Camus, Fransız Devriminden yola çıkarak devrimlerin er yada
geç zorbalıkla son bulacağına inanır. Çünkü her başkaldırmış benliğinin efendi
tarafından tanınıp,eşiti olduğunu kabul edilmesini ister. Kendisi de efendi
olmak ister. “Köleler ordusu köleleri kurtarır, hemen sonra da eski
efendilerini kendilerine köle olarak verir……Adalet için ölenler, bütün
çağlarda, birbirlerine "kardeş" demişlerdir. şiddet, hepsi için
ezilmişler topluluğu adına, yararına, düşmana yöneltilir.
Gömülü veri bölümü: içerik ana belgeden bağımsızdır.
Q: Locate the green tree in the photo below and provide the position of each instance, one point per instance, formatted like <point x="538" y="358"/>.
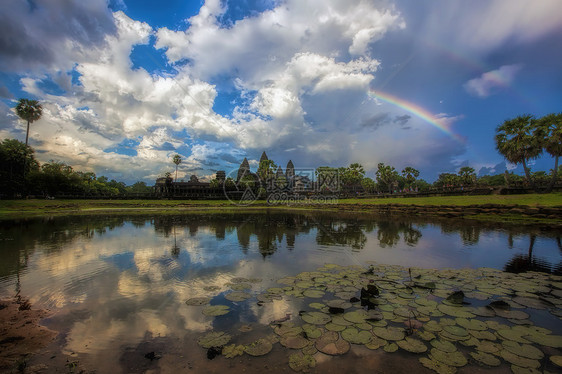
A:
<point x="386" y="176"/>
<point x="549" y="134"/>
<point x="30" y="111"/>
<point x="467" y="175"/>
<point x="410" y="175"/>
<point x="17" y="165"/>
<point x="177" y="161"/>
<point x="516" y="141"/>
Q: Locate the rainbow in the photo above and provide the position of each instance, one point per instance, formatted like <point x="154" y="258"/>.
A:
<point x="416" y="110"/>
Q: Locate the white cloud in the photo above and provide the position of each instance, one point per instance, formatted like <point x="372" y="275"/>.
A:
<point x="489" y="82"/>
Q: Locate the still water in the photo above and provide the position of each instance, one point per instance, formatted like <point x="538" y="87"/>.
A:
<point x="117" y="285"/>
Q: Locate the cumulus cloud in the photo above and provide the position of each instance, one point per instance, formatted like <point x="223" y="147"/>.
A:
<point x="489" y="82"/>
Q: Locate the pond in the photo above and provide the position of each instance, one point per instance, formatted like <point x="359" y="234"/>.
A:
<point x="283" y="291"/>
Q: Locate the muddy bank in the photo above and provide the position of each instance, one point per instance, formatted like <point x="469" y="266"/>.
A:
<point x="21" y="334"/>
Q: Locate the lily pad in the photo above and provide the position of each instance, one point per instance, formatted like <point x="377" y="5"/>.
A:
<point x="214" y="339"/>
<point x="238" y="296"/>
<point x="443" y="345"/>
<point x="456" y="358"/>
<point x="300" y="362"/>
<point x="332" y="344"/>
<point x="260" y="347"/>
<point x="437" y="366"/>
<point x="412" y="345"/>
<point x="556" y="360"/>
<point x="198" y="301"/>
<point x="216" y="310"/>
<point x="523" y="350"/>
<point x="390" y="347"/>
<point x="294" y="342"/>
<point x="355" y="336"/>
<point x="485" y="358"/>
<point x="389" y="333"/>
<point x="316" y="318"/>
<point x="518" y="360"/>
<point x="232" y="350"/>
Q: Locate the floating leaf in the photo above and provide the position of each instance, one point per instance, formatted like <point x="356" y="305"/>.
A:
<point x="355" y="336"/>
<point x="523" y="350"/>
<point x="294" y="342"/>
<point x="389" y="333"/>
<point x="238" y="296"/>
<point x="443" y="345"/>
<point x="216" y="310"/>
<point x="316" y="318"/>
<point x="485" y="358"/>
<point x="330" y="343"/>
<point x="412" y="345"/>
<point x="518" y="360"/>
<point x="300" y="362"/>
<point x="232" y="350"/>
<point x="449" y="358"/>
<point x="258" y="348"/>
<point x="390" y="347"/>
<point x="198" y="301"/>
<point x="214" y="339"/>
<point x="437" y="366"/>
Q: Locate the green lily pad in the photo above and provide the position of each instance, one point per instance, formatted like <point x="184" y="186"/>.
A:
<point x="216" y="310"/>
<point x="443" y="345"/>
<point x="332" y="344"/>
<point x="260" y="347"/>
<point x="232" y="350"/>
<point x="512" y="334"/>
<point x="316" y="318"/>
<point x="412" y="345"/>
<point x="556" y="360"/>
<point x="389" y="333"/>
<point x="485" y="358"/>
<point x="238" y="296"/>
<point x="437" y="366"/>
<point x="455" y="311"/>
<point x="471" y="324"/>
<point x="456" y="358"/>
<point x="214" y="339"/>
<point x="312" y="293"/>
<point x="376" y="343"/>
<point x="390" y="347"/>
<point x="456" y="330"/>
<point x="518" y="360"/>
<point x="301" y="362"/>
<point x="294" y="342"/>
<point x="198" y="301"/>
<point x="355" y="336"/>
<point x="523" y="350"/>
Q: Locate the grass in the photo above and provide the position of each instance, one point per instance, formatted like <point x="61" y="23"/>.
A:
<point x="26" y="208"/>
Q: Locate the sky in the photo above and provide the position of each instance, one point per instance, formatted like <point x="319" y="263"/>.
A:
<point x="127" y="84"/>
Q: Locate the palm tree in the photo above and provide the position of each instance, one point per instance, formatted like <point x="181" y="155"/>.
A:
<point x="177" y="161"/>
<point x="516" y="142"/>
<point x="30" y="111"/>
<point x="549" y="133"/>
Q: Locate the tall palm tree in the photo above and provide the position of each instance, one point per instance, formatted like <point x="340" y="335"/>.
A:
<point x="177" y="161"/>
<point x="30" y="111"/>
<point x="549" y="133"/>
<point x="516" y="142"/>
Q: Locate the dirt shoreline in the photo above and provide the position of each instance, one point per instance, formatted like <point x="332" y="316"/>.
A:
<point x="21" y="335"/>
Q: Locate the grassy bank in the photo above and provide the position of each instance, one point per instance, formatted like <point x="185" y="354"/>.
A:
<point x="27" y="208"/>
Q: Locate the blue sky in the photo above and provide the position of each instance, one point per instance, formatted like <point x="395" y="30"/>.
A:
<point x="125" y="85"/>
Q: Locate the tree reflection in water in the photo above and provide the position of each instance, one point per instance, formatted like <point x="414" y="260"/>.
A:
<point x="266" y="232"/>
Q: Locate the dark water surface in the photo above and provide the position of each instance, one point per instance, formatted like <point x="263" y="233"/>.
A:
<point x="118" y="284"/>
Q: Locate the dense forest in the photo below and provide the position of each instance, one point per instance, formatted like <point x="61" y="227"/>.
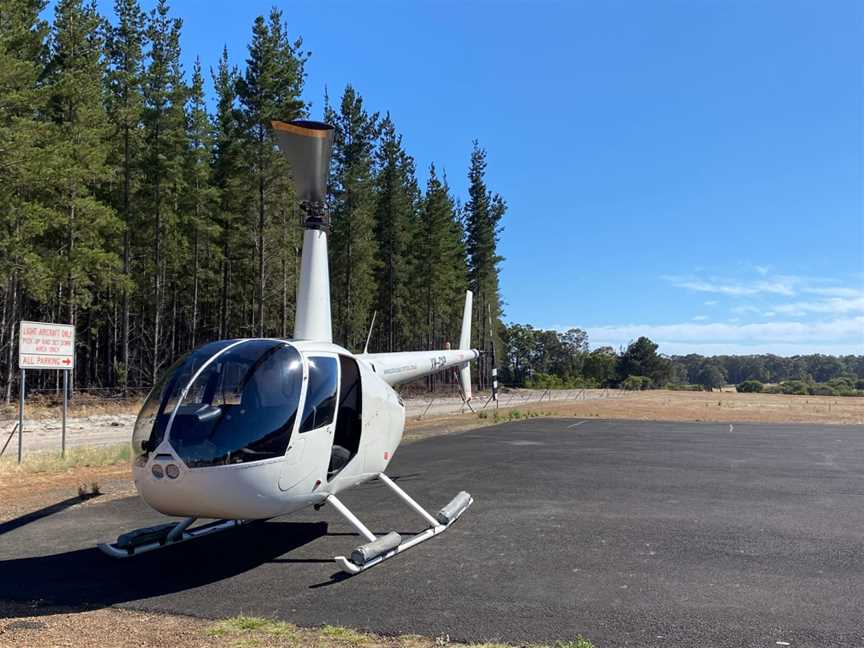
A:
<point x="155" y="218"/>
<point x="550" y="359"/>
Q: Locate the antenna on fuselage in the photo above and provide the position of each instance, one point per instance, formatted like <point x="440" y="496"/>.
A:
<point x="306" y="145"/>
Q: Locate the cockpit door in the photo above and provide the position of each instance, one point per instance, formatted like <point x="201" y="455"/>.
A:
<point x="309" y="454"/>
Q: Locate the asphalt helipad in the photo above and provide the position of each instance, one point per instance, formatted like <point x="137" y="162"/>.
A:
<point x="629" y="533"/>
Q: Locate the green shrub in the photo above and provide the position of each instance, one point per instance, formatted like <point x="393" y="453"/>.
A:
<point x="796" y="387"/>
<point x="822" y="389"/>
<point x="750" y="386"/>
<point x="632" y="383"/>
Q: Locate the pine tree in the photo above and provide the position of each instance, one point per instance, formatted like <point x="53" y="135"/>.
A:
<point x="270" y="89"/>
<point x="397" y="198"/>
<point x="23" y="144"/>
<point x="439" y="273"/>
<point x="483" y="214"/>
<point x="353" y="247"/>
<point x="164" y="124"/>
<point x="230" y="182"/>
<point x="199" y="201"/>
<point x="80" y="224"/>
<point x="125" y="51"/>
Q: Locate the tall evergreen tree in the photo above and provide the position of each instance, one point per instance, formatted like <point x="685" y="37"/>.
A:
<point x="81" y="223"/>
<point x="229" y="180"/>
<point x="397" y="197"/>
<point x="439" y="275"/>
<point x="165" y="133"/>
<point x="270" y="89"/>
<point x="199" y="199"/>
<point x="483" y="214"/>
<point x="23" y="147"/>
<point x="125" y="51"/>
<point x="353" y="247"/>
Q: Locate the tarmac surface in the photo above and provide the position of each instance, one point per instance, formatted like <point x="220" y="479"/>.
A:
<point x="629" y="533"/>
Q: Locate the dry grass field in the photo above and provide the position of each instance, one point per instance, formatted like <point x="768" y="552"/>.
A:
<point x="721" y="407"/>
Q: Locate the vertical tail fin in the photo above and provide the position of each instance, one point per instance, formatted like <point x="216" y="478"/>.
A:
<point x="465" y="344"/>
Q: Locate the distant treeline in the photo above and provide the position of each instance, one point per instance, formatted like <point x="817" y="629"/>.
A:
<point x="154" y="224"/>
<point x="538" y="358"/>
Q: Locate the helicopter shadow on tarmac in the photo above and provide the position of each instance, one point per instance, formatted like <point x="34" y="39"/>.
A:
<point x="86" y="578"/>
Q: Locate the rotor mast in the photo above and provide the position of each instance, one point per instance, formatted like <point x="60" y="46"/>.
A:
<point x="306" y="145"/>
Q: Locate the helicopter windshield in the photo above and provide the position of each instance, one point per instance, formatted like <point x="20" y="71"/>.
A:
<point x="153" y="418"/>
<point x="224" y="404"/>
<point x="241" y="407"/>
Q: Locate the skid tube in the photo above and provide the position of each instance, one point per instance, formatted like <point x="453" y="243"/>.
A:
<point x="165" y="535"/>
<point x="381" y="548"/>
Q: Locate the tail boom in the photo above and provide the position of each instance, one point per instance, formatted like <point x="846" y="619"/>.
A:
<point x="398" y="368"/>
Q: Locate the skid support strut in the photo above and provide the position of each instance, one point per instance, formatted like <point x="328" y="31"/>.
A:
<point x="163" y="535"/>
<point x="379" y="549"/>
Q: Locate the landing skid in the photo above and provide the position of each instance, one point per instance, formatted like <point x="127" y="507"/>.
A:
<point x="165" y="535"/>
<point x="379" y="549"/>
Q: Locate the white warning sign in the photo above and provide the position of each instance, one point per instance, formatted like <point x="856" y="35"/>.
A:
<point x="43" y="345"/>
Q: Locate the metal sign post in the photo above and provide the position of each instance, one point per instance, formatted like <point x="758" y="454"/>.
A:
<point x="45" y="345"/>
<point x="65" y="407"/>
<point x="21" y="413"/>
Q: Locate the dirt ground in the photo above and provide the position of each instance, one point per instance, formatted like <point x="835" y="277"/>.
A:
<point x="34" y="625"/>
<point x="27" y="626"/>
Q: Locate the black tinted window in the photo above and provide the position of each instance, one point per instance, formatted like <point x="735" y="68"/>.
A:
<point x="153" y="417"/>
<point x="321" y="393"/>
<point x="241" y="408"/>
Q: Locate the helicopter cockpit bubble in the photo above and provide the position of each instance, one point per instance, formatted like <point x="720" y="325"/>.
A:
<point x="239" y="404"/>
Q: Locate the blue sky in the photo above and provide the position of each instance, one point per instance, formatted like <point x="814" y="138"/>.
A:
<point x="692" y="171"/>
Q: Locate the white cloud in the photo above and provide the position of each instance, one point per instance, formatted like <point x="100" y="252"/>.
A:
<point x="834" y="305"/>
<point x="836" y="291"/>
<point x="777" y="285"/>
<point x="741" y="310"/>
<point x="845" y="335"/>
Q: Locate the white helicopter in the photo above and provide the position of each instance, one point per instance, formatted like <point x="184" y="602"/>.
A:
<point x="250" y="429"/>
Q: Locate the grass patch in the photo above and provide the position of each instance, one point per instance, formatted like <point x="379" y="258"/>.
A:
<point x="241" y="625"/>
<point x="250" y="632"/>
<point x="345" y="635"/>
<point x="50" y="461"/>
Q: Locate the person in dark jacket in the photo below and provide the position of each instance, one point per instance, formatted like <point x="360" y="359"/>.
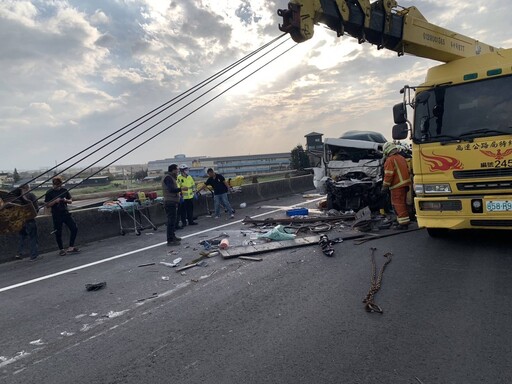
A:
<point x="29" y="230"/>
<point x="171" y="193"/>
<point x="58" y="199"/>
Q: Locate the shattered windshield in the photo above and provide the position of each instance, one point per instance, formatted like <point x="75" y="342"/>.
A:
<point x="464" y="111"/>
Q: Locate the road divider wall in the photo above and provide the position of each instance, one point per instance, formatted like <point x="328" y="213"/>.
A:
<point x="94" y="225"/>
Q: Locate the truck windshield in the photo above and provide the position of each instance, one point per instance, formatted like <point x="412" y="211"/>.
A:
<point x="464" y="111"/>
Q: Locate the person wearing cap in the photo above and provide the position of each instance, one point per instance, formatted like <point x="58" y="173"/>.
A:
<point x="397" y="180"/>
<point x="171" y="192"/>
<point x="187" y="206"/>
<point x="58" y="199"/>
<point x="220" y="192"/>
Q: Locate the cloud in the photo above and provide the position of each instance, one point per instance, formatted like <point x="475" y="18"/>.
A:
<point x="82" y="69"/>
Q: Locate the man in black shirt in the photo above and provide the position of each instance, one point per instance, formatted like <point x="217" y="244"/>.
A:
<point x="58" y="199"/>
<point x="220" y="191"/>
<point x="29" y="229"/>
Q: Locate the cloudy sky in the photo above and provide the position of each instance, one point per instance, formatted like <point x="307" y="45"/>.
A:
<point x="75" y="71"/>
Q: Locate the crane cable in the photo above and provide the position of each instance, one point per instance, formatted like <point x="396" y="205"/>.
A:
<point x="176" y="122"/>
<point x="180" y="97"/>
<point x="167" y="105"/>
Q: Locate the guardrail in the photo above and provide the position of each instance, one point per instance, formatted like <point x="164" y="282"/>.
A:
<point x="94" y="225"/>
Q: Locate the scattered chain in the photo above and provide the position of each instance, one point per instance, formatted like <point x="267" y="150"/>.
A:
<point x="376" y="282"/>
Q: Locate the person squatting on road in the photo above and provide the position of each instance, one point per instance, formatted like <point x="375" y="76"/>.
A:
<point x="187" y="206"/>
<point x="171" y="193"/>
<point x="58" y="199"/>
<point x="220" y="192"/>
<point x="29" y="229"/>
<point x="398" y="180"/>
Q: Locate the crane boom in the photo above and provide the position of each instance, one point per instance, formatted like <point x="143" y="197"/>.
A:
<point x="380" y="23"/>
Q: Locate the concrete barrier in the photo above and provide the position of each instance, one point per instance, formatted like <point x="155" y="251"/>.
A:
<point x="94" y="225"/>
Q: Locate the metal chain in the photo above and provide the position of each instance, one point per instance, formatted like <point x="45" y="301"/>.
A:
<point x="376" y="282"/>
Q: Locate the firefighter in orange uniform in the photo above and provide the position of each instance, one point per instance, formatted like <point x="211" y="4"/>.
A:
<point x="398" y="180"/>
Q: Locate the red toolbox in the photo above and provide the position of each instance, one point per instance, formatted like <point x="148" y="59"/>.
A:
<point x="151" y="195"/>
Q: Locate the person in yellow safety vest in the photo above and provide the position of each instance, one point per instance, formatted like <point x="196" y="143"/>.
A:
<point x="398" y="180"/>
<point x="186" y="213"/>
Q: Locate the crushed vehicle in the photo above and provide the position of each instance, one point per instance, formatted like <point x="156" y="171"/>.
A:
<point x="351" y="171"/>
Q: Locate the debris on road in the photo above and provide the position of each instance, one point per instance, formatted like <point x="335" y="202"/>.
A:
<point x="297" y="220"/>
<point x="95" y="286"/>
<point x="251" y="258"/>
<point x="376" y="282"/>
<point x="145" y="265"/>
<point x="377" y="236"/>
<point x="174" y="263"/>
<point x="326" y="245"/>
<point x="154" y="295"/>
<point x="224" y="244"/>
<point x="198" y="264"/>
<point x="278" y="233"/>
<point x="268" y="247"/>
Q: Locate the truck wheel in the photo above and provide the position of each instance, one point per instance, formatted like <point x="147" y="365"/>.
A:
<point x="437" y="232"/>
<point x="331" y="204"/>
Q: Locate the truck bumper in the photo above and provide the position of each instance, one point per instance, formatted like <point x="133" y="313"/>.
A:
<point x="464" y="212"/>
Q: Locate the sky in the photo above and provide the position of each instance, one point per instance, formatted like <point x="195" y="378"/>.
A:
<point x="76" y="71"/>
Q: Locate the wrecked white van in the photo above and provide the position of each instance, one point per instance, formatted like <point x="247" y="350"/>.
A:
<point x="352" y="171"/>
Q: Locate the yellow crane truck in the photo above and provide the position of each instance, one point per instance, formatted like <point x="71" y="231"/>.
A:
<point x="461" y="130"/>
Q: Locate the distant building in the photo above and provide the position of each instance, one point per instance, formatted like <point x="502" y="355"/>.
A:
<point x="314" y="141"/>
<point x="126" y="170"/>
<point x="228" y="166"/>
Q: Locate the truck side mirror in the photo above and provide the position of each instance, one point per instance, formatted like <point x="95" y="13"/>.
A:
<point x="400" y="131"/>
<point x="399" y="113"/>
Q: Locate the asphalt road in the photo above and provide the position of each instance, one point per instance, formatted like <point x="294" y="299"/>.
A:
<point x="295" y="317"/>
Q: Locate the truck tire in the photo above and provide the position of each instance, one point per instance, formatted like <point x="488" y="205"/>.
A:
<point x="437" y="232"/>
<point x="331" y="204"/>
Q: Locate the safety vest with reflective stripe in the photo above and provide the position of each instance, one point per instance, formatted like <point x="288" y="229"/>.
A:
<point x="396" y="172"/>
<point x="187" y="181"/>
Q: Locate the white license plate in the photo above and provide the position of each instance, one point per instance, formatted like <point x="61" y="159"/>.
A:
<point x="498" y="205"/>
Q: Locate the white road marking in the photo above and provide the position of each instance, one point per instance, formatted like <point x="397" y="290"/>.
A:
<point x="8" y="288"/>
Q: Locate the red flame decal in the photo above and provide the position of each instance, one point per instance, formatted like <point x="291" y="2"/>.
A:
<point x="498" y="155"/>
<point x="441" y="163"/>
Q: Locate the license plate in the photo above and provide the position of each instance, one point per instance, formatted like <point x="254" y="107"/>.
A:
<point x="498" y="205"/>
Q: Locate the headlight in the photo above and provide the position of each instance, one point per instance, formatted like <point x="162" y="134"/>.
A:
<point x="437" y="188"/>
<point x="418" y="189"/>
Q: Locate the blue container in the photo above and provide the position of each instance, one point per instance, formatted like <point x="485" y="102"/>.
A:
<point x="297" y="212"/>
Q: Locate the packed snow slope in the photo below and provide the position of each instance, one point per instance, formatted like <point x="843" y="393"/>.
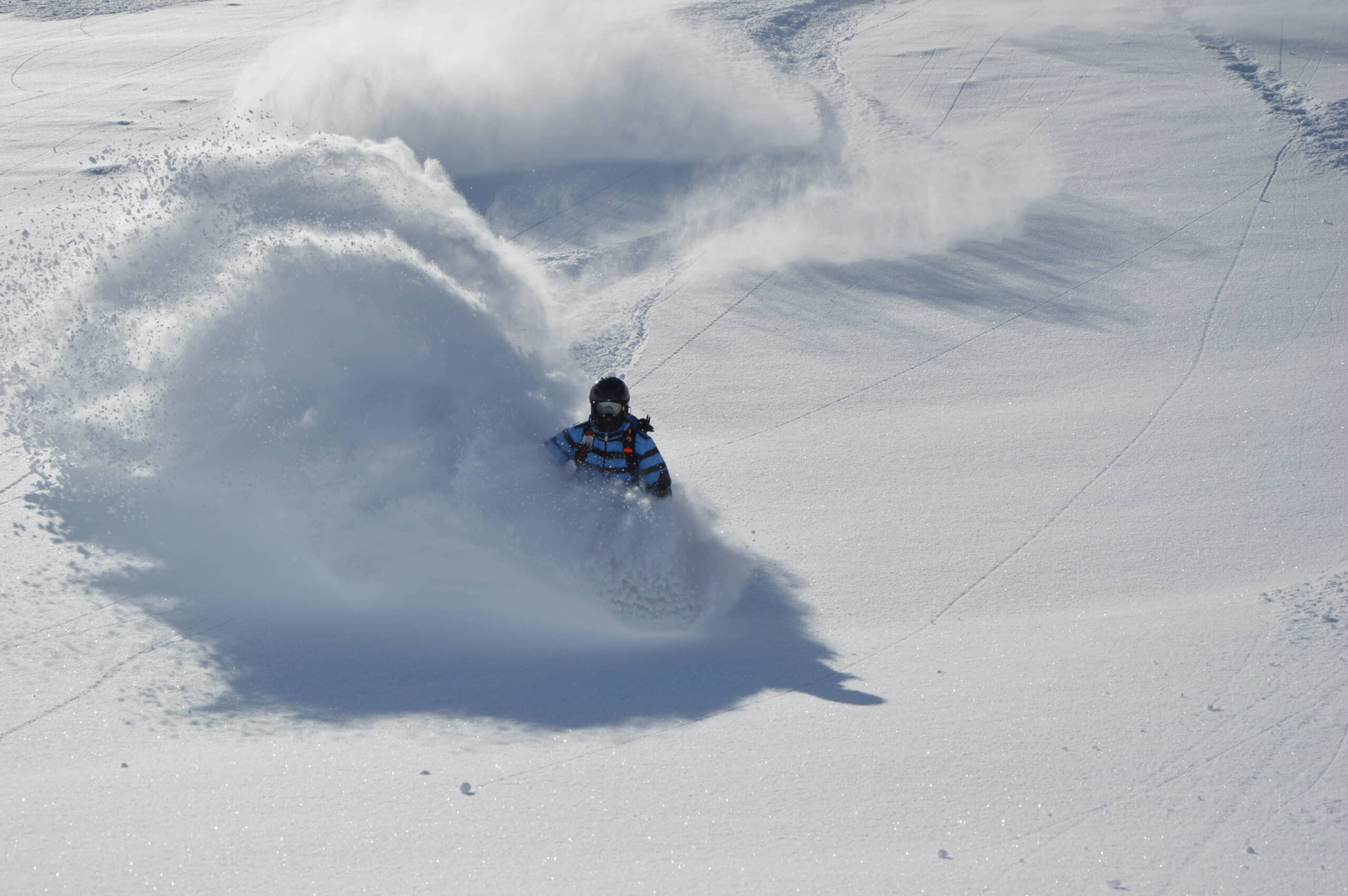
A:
<point x="997" y="351"/>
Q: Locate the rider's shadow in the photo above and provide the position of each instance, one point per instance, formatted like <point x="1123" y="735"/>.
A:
<point x="341" y="670"/>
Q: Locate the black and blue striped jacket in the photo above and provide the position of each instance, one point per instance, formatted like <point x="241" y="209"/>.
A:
<point x="606" y="456"/>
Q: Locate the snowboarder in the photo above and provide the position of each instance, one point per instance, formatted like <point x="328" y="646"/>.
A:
<point x="614" y="444"/>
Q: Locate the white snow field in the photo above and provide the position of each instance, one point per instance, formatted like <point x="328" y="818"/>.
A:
<point x="999" y="352"/>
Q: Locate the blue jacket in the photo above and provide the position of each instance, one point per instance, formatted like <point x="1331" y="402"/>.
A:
<point x="606" y="456"/>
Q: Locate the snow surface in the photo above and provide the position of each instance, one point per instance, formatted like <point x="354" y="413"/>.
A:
<point x="997" y="351"/>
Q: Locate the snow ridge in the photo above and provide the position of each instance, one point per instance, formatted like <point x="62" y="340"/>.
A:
<point x="1323" y="126"/>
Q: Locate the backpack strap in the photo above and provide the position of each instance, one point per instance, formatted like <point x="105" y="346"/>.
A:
<point x="587" y="444"/>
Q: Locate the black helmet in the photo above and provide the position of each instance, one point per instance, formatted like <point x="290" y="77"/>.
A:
<point x="608" y="403"/>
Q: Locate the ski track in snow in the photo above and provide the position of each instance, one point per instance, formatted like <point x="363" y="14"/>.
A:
<point x="1322" y="126"/>
<point x="1264" y="721"/>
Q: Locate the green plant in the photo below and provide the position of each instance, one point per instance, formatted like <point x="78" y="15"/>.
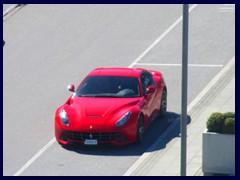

Ama devrim tek
değerse, her şeyi ister, hatta hafiyeliği, dolaysıyla dostluğun kurban
edilmesini bile. Bundan böyle şiddet, soyut bir düşünce yararına, dost-düşman
demeden herkese yönelecektir.Devrimin kurtarmak istediği şeyden bile önce
gelmesi….” ve devrimin önce kendi evlatlarını yemesi.
Peki ya
ne yapmalı? Carlos Fuantes kitapta
kurtarıcı beklemenin aslında bir tür mahkumiyet olduğunu söyler. “Önce seni
neyin mahkum ettiğini anımsaman ve sonra görünürdeki kurtarıcının gerçek
mahkumiyet olduğunu bilerek, bu hükümle kurtuluşa varman gerek”(s.35). “Çok tutarlı bir düşünce ile yönetilmedikçe”(s.38)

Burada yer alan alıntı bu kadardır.